Martha Jean "The Queen" Steinberg (September 9, 1930 – January 29, 2000) was an influential African-American radio broadcaster and later was also the pastor of her own church.

She was born Martha Jean Jones in Memphis, Tennessee. Her first radio job was on Memphis's WDIA starting in 1954 after winning a contest. There, she was one of the first female disc jockeys in the United States, with a program that included the latest R&B hits along with the typical "household hints" programming that was de rigueur at the time for female radio personalities. She was given the nickname "The Queen" while working there.

In 1963 she moved to Detroit, Michigan, where she was heard on WCHB and then throughout the late 1960s and 1970s on WJLB. On July 23, 1967, Steinberg convinced WJLB to cancel its normal evening programming and she did an on-air program calling for people to calm down and stop rioting. It has been suggested that this prevented the 1967 Detroit Riot from being worse than it was. During her time at WJLB, she led the station's on-air staff in protest of the fact that the station at the time had no African-American employees outside of the air staff.

She became an ordained minister in the 1970s and began using the sign-off "God loves you and I love you". In 1980, WJLB converted from AM to the FM dial (where it remains to this day), and Steinberg's show was dropped in the process.

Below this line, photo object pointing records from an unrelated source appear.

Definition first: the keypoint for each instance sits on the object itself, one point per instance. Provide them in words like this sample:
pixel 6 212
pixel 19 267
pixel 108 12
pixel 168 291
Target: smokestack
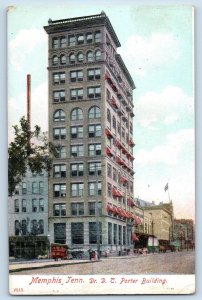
pixel 28 98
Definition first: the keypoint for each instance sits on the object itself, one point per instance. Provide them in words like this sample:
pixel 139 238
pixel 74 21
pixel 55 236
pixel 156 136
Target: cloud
pixel 26 42
pixel 144 54
pixel 163 108
pixel 169 152
pixel 39 109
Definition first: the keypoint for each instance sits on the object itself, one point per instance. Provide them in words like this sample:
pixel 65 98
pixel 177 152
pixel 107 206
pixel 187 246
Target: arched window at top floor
pixel 94 112
pixel 76 114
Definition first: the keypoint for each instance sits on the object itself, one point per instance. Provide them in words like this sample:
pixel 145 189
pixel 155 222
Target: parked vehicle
pixel 58 251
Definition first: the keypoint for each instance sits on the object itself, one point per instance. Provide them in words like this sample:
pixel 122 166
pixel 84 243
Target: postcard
pixel 101 165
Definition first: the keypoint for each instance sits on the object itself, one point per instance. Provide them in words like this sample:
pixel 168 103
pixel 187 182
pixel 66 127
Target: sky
pixel 157 48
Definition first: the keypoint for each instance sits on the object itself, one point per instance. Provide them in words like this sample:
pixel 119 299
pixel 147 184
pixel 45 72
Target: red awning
pixel 108 152
pixel 134 237
pixel 123 179
pixel 116 193
pixel 130 202
pixel 114 103
pixel 131 143
pixel 117 143
pixel 108 133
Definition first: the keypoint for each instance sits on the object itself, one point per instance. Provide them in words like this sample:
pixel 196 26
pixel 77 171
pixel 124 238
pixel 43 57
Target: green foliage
pixel 29 149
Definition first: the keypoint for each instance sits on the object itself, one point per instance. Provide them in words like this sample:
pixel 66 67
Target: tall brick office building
pixel 90 118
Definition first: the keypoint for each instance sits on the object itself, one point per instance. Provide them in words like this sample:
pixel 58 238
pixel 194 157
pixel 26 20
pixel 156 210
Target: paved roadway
pixel 165 263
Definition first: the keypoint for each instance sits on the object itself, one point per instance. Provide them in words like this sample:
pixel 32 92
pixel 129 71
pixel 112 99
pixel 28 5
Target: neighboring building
pixel 160 221
pixel 28 213
pixel 91 118
pixel 184 232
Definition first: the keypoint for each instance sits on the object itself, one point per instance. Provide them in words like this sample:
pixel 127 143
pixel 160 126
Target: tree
pixel 29 149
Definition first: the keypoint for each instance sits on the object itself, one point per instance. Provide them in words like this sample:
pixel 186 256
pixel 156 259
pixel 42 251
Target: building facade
pixel 91 122
pixel 28 217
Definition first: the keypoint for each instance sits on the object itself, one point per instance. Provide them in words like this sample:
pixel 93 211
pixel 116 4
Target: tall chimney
pixel 28 98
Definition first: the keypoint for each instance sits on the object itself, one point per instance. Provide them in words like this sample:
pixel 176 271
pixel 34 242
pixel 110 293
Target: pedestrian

The former WJLB (AM) became WMZK with an ethnic format. In 1982, Steinberg purchased WMZK-AM and changed the call letters to WQBH in order to offer more gospel music-oriented programming. Steinberg remained on the air at WQBH (1400 on the AM dial) until her death. WQBH is now WDTK.

She had a cameo role as a television show host in the 1973 film Detroit 9000. In 2017 she was inducted into the Rhythm & Blues Hall of Fame. She was inducted into the Michigan Women's Hall of Fame in 1998.

Steinberg died in 2000 and is buried in Detroit's Elmwood Cemetery.

She is featured in an episode of Little America on AppleTV.